Mark Pincus war mit seiner Spielefirma Zynga sehr erfolgreich. Dann wurde die Konkurrenz mächtiger, die Nachfrage ging zurück. Nun will er retten, was zu retten ist.

Von Varinia Bernau

Auf dem Surfbrett, hat Mark Pincus einmal gesagt, versuche er einfach, nicht an die weißen Haie zu denken. "Wenn da noch 30, 40 Leute unterwegs sind, ist die Chance gering, dass er genau mich angreift." Das klingt zunächst ziemlich lässig. Nach einem, der in riskanten Situationen einen kühlen Kopf bewahrt.
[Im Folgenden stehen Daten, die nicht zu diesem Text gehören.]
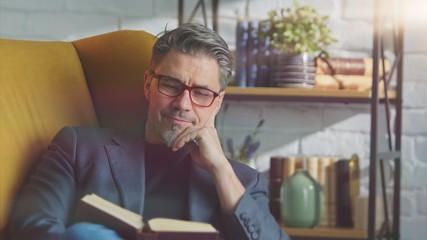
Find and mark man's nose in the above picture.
[174,89,192,110]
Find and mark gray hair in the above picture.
[151,23,233,91]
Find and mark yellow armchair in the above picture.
[0,30,156,238]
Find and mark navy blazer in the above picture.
[9,127,289,240]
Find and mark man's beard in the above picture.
[161,109,195,148]
[162,125,178,148]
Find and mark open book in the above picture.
[76,194,219,240]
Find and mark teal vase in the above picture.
[281,170,322,228]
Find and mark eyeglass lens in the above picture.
[157,75,216,107]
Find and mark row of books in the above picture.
[234,19,390,91]
[269,155,360,228]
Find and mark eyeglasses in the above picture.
[151,71,219,107]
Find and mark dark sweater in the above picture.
[143,143,191,220]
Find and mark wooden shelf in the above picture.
[225,86,396,103]
[282,226,368,239]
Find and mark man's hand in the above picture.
[172,109,245,212]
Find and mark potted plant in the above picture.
[258,0,336,88]
[258,0,336,57]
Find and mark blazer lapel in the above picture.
[188,164,221,223]
[105,131,145,214]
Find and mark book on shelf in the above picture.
[316,57,390,76]
[76,194,219,240]
[315,74,384,92]
[234,18,249,87]
[269,155,359,227]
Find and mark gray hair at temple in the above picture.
[151,23,233,91]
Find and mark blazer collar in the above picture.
[188,164,221,223]
[105,129,145,214]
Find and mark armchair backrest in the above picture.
[73,31,156,128]
[0,31,156,232]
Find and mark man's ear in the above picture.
[144,71,151,101]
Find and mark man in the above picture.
[10,24,288,240]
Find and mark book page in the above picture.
[148,218,217,232]
[82,193,144,229]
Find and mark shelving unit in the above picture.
[225,86,396,103]
[224,0,403,237]
[179,0,404,240]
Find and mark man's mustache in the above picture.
[162,109,195,123]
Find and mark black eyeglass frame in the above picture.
[150,71,219,107]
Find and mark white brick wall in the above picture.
[0,0,427,240]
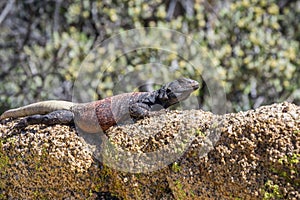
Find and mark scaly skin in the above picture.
[0,78,199,133]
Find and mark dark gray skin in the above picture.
[0,78,199,133]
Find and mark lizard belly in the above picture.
[72,93,142,133]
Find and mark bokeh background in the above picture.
[0,0,300,113]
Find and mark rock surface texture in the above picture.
[0,102,300,200]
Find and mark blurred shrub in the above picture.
[0,0,300,111]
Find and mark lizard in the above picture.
[0,77,199,133]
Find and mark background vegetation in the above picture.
[0,0,300,112]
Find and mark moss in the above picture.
[173,180,187,200]
[196,129,205,137]
[263,180,283,200]
[172,162,181,173]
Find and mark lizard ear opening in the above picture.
[159,89,168,100]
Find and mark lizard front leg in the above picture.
[129,103,151,119]
[15,110,74,128]
[129,103,165,119]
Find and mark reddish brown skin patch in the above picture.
[90,92,149,131]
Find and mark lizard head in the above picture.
[158,78,199,107]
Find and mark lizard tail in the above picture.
[0,100,75,120]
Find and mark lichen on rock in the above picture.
[0,102,300,199]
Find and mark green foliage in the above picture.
[0,0,300,112]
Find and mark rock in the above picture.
[0,102,300,199]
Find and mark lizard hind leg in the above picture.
[15,110,74,128]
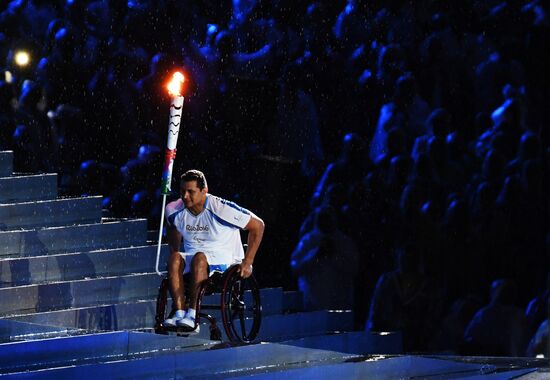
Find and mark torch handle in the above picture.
[155,194,166,276]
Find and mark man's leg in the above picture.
[168,252,185,310]
[189,252,208,309]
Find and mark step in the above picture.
[0,331,217,374]
[0,150,13,177]
[0,274,160,317]
[0,219,147,257]
[0,245,168,288]
[0,173,57,203]
[0,334,359,379]
[152,310,353,342]
[0,196,102,231]
[7,288,282,330]
[0,319,83,347]
[281,331,403,355]
[283,290,304,313]
[225,355,508,380]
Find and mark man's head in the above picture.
[180,170,208,211]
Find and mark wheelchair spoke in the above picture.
[239,311,248,339]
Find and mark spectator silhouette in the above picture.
[464,279,528,356]
[290,207,358,310]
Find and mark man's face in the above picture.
[180,181,208,208]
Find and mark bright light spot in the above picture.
[4,71,13,83]
[15,51,31,66]
[167,71,185,96]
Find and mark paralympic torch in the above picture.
[155,72,185,276]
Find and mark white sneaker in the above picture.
[162,310,185,327]
[176,313,201,333]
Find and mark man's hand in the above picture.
[239,260,252,278]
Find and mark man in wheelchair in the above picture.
[163,170,264,332]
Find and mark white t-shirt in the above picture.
[166,194,251,265]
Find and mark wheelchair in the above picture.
[155,265,262,344]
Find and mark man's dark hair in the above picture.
[180,169,208,190]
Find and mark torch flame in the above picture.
[166,71,185,96]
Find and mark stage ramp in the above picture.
[0,152,550,379]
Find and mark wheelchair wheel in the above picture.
[221,265,262,343]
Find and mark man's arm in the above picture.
[166,226,181,254]
[240,213,265,278]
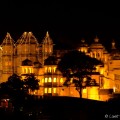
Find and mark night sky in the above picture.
[0,0,120,47]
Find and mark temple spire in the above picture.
[112,40,116,49]
[1,32,14,46]
[46,31,49,37]
[94,35,99,42]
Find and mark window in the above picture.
[44,88,47,93]
[53,78,57,82]
[45,67,47,73]
[48,88,52,93]
[60,78,63,83]
[45,78,47,83]
[53,67,56,73]
[48,67,51,73]
[53,88,57,93]
[48,77,52,82]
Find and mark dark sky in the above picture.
[0,0,120,48]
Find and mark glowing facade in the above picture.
[0,32,120,100]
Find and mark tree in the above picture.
[24,74,39,93]
[58,50,102,98]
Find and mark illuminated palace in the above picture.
[0,32,120,101]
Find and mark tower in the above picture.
[1,32,14,82]
[41,31,53,64]
[16,32,39,74]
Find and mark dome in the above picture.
[22,59,33,66]
[34,61,42,68]
[79,39,88,47]
[44,56,57,65]
[90,36,104,49]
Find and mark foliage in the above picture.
[0,74,39,99]
[58,50,102,97]
[24,74,39,91]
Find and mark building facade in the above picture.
[0,32,120,101]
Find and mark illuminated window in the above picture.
[60,78,63,83]
[45,67,47,73]
[28,68,30,73]
[49,67,51,73]
[48,77,52,82]
[29,68,32,73]
[48,88,52,93]
[53,78,57,82]
[42,79,44,83]
[53,67,56,73]
[83,89,87,93]
[45,78,47,83]
[44,88,47,93]
[53,88,57,93]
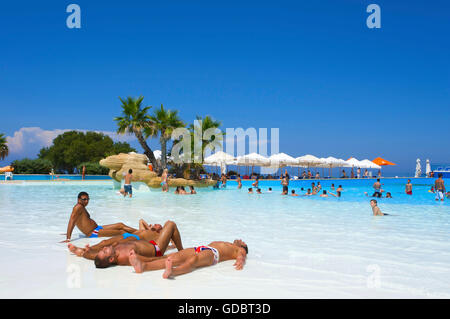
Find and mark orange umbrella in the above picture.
[372,157,395,166]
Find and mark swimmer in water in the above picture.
[370,199,388,216]
[63,192,137,243]
[320,190,328,197]
[161,168,169,192]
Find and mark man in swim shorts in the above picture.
[129,239,248,279]
[63,192,137,242]
[370,199,387,216]
[434,173,445,201]
[123,168,133,198]
[405,179,412,195]
[372,178,381,197]
[68,220,183,268]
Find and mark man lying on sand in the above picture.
[68,220,183,268]
[62,192,136,243]
[129,239,248,279]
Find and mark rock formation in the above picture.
[100,152,216,188]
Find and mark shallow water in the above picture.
[0,179,450,298]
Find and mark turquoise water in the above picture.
[0,174,111,181]
[0,179,450,298]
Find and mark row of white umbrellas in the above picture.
[203,151,381,169]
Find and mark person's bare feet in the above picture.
[163,257,172,279]
[128,249,144,274]
[67,244,84,257]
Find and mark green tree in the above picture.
[189,115,225,163]
[0,134,9,160]
[38,131,136,172]
[12,158,52,174]
[77,162,109,175]
[114,96,158,170]
[146,104,185,169]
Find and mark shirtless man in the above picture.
[370,199,387,216]
[220,174,227,188]
[237,174,242,189]
[161,168,169,192]
[434,173,445,201]
[372,178,381,197]
[63,192,136,243]
[252,176,259,188]
[129,239,248,279]
[320,190,328,197]
[405,179,412,195]
[68,220,183,268]
[123,168,133,198]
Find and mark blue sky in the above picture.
[0,0,450,174]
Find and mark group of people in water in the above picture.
[63,192,248,279]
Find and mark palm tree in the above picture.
[114,96,159,171]
[146,104,185,169]
[189,115,225,163]
[184,115,225,176]
[0,134,9,160]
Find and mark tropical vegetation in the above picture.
[147,104,185,169]
[0,134,9,160]
[114,96,224,178]
[11,158,53,174]
[38,131,136,173]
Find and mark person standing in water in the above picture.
[405,179,412,195]
[123,168,133,198]
[372,178,381,197]
[161,168,169,192]
[434,173,446,201]
[370,199,388,216]
[63,192,137,243]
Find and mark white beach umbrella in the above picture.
[269,153,298,167]
[236,153,270,166]
[425,159,431,177]
[320,156,347,168]
[414,158,422,177]
[153,150,162,160]
[296,154,322,167]
[344,157,362,168]
[360,159,381,169]
[203,151,236,166]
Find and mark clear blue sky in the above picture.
[0,0,450,174]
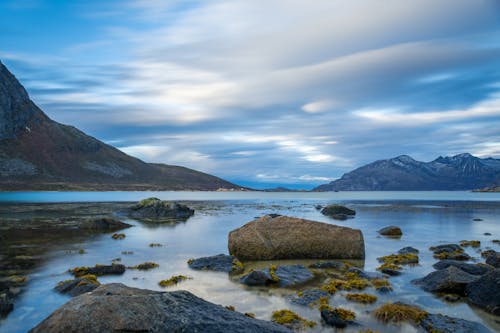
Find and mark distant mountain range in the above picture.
[0,62,240,191]
[313,153,500,191]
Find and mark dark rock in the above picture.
[188,254,243,273]
[30,283,291,333]
[129,198,194,219]
[420,314,491,333]
[412,266,479,295]
[465,268,500,316]
[240,271,276,286]
[54,278,99,297]
[486,252,500,268]
[378,225,403,237]
[309,260,345,269]
[432,259,491,275]
[228,215,365,260]
[287,289,330,306]
[80,217,132,231]
[321,205,356,219]
[398,246,419,254]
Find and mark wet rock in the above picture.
[228,215,365,260]
[54,277,100,297]
[129,198,194,219]
[188,254,243,273]
[432,259,491,275]
[30,283,291,333]
[70,264,125,277]
[287,289,330,306]
[420,314,491,333]
[412,266,479,295]
[398,246,419,254]
[378,225,403,237]
[309,260,346,269]
[321,205,356,218]
[486,252,500,268]
[465,268,500,316]
[80,217,132,231]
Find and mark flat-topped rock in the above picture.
[30,283,291,333]
[228,215,365,260]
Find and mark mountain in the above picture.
[313,153,500,191]
[0,62,240,191]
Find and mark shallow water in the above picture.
[0,192,500,332]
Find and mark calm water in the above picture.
[0,192,500,332]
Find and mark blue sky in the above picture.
[0,0,500,188]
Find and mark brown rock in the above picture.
[228,215,365,260]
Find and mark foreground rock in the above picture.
[432,259,492,275]
[240,265,314,287]
[465,268,500,316]
[80,217,132,231]
[30,283,291,333]
[188,254,243,273]
[129,198,194,219]
[420,313,491,333]
[228,215,365,260]
[321,205,356,220]
[378,225,403,237]
[412,266,479,295]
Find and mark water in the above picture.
[0,192,500,332]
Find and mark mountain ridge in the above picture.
[313,153,500,191]
[0,61,240,191]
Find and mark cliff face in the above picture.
[314,153,500,191]
[0,63,239,190]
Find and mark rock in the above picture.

Mark Pincus, 49, hat es mit dieser Lässigkeit ziemlich weit gebracht: Sechs Jahre hat er bei Investmentbanken und Risikokapitalgebern gearbeitet, ehe er sich als Internetunternehmer versuchte. Sein erstes Start-up, 1995 gegründet, verkaufte er nach nur sieben Monaten - für 38 Millionen Dollar.

Doch wie das eben so ist mit riskanten Dingen, sei es nun in gefährlichen Gewässern oder bei der Gründung von Start-ups: Die Sache kann auch schiefgehen. So wie mit Pincus aktuellem Versuch: Zynga.

Das Unternehmen, das er 2007 gegründet hat, wurde binnen kürzester Zeit zum größten Anbieter von Spielen im sozialen Netzwerk Facebook. Bekannt vor allem für ein Spiel: "Farmville". Die Spiele an sich sind kostenlos. Geld macht Zynga mit Zusatzangeboten wie Schaufeln oder Schafen, die die Gewinnchancen verbessern. Im Dezember 2011 brachte Pincus Zynga an die Börse. Damals wurde die Firma mit fast neun Milliarden Dollar bewertet. Viel zu hoch, wie sich später zeigen sollte. Heute liegt der Wert bei 2,4 Milliarden Dollar.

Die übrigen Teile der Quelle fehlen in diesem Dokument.